カツカツと、高らかにガラスの靴を鳴らして近寄ってきた淑女は、彼の耳元でそっと囁いた。
「……好い気にならないことね?」
ピンクのドレスを纏った貴婦人は、女の嫉妬という側面においてただ暴力的衝動に優越した鬼人よりも、一層激しい敵意を衆道に注いでいた。
「直人様はその広いお心を持って、あなたのような〝怪物〟にもお情けをかけてくださっているの……。
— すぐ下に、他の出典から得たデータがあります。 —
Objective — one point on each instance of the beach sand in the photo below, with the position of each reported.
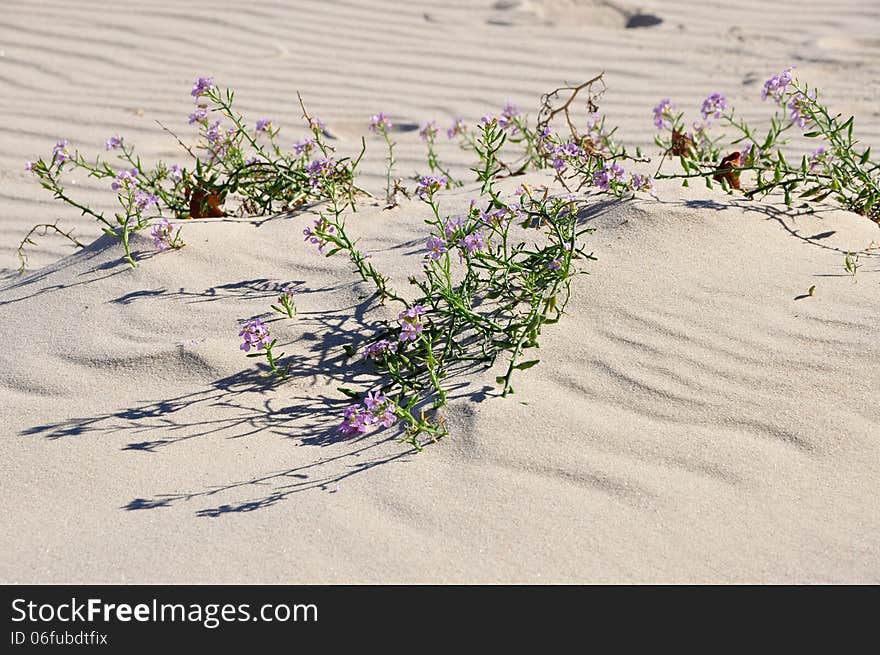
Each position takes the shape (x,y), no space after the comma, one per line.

今一度鏡でも良くご覧になって、自らの分を弁えたらどうかしら? 己の醜さに恐怖して、石の如く凍えるがいいわ」
くすくすと嘲り、貴婦人はあてつけのように主人の許へとすり寄って行った。
それを横目で見送りながら、衆道は寂としてブリーフィング・ルームをあとにする。
――失敗すれば、命はない。
例え、漆黒の主が許してくれたとしても、あの二人は止まらないだろう。
案ずることはないと、自らの心に言い聞かせる。
入道を倒したとはいえ、相手はまだほんの子供だ。
しかもファーストである自分より、ずっと力の弱いセカンド・チルドレンではないか。
本来、負けることなどありえないのだ。
この際、入道のことは運が悪かったと割り切った方がいいだろう。
痩せても枯れても、自分は“六師魔道”の一員であるというプライドがあった。
そして何よりも、自らを必要としてくれた愛しの主に報いたい。
負けるわけにはいかないのだと、衆道は高い気位を持って、戦いの場に臨む。